PEMBANGUNAN infrastruktur dan sistem pelayanan di daerah otonomi baru hasil pemekaran di Papua dinilai masih jauh dari harapan. Anggota DPR dari Fraksi Golkar Robert J. Kardinal mengungkapkan, hingga kini sarana infrastruktur mulai dari gedung perkantoran, rumah dinas, pembangunan infrastruktur di empat provinsi di Daerah Otonomi Baru (DOB) di Papua belum sesuai dengan yang diharapkan.
Padahal, jelas Robert, saat UU Otonomi Khusus Papua dan pemekaran dibahas oleh pemerintah dan Komisi II DPR, disepakati kantor-kantor pemerintahan, DPRP (Papua), Majelis Rakyat Papua (MRP), hingga infrastruktur dibangun dengan menggunakan dana yang bersumber dari Anggaran Pendapatan dan Belanja Negara (APBN). Akan tetapi, dalam pelaksanannya tidak berjalan baik.

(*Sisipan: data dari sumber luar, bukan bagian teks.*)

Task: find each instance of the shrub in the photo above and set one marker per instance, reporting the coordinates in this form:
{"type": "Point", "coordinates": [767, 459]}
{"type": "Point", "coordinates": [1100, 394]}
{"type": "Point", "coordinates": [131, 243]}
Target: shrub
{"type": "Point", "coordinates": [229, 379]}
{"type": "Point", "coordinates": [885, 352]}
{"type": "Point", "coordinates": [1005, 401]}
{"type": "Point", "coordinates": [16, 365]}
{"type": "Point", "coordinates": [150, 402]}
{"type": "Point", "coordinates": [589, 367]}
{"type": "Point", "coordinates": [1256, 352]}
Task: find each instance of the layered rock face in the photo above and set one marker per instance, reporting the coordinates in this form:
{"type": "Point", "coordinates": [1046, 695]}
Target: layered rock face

"Saya sebagai anggota DPR dari Tanah Papua sangat kecewa dengan para penjabat gubernur yang bertahun-tahun tidak menyiapkan hal tersebut. Harusnya penjabat gubernur menyiapkan itu sampai kepala daerah dan DPR Papua dan MRP terbentuk," ujar Robert dalam keterangannya di Jakarta, Senin (5/5).
Papua secara wilayah kini terbagi atas 6 provinsi setelah Papua mendapat 4 tambahan provinsi baru, yakni Papua Barat Daya, Papua Selatan, Papua Tengah, dan Papua Pegunungan.
Anggota Komisi IV DPR ini mengingatkan sejatinya tujuan pemekaran provinsi di Tanah Papua ini adalah untuk mempercepat pembangunan dan meningkatkan kesejahteraan masyarakat Papua, terutama Orang Asli Papua.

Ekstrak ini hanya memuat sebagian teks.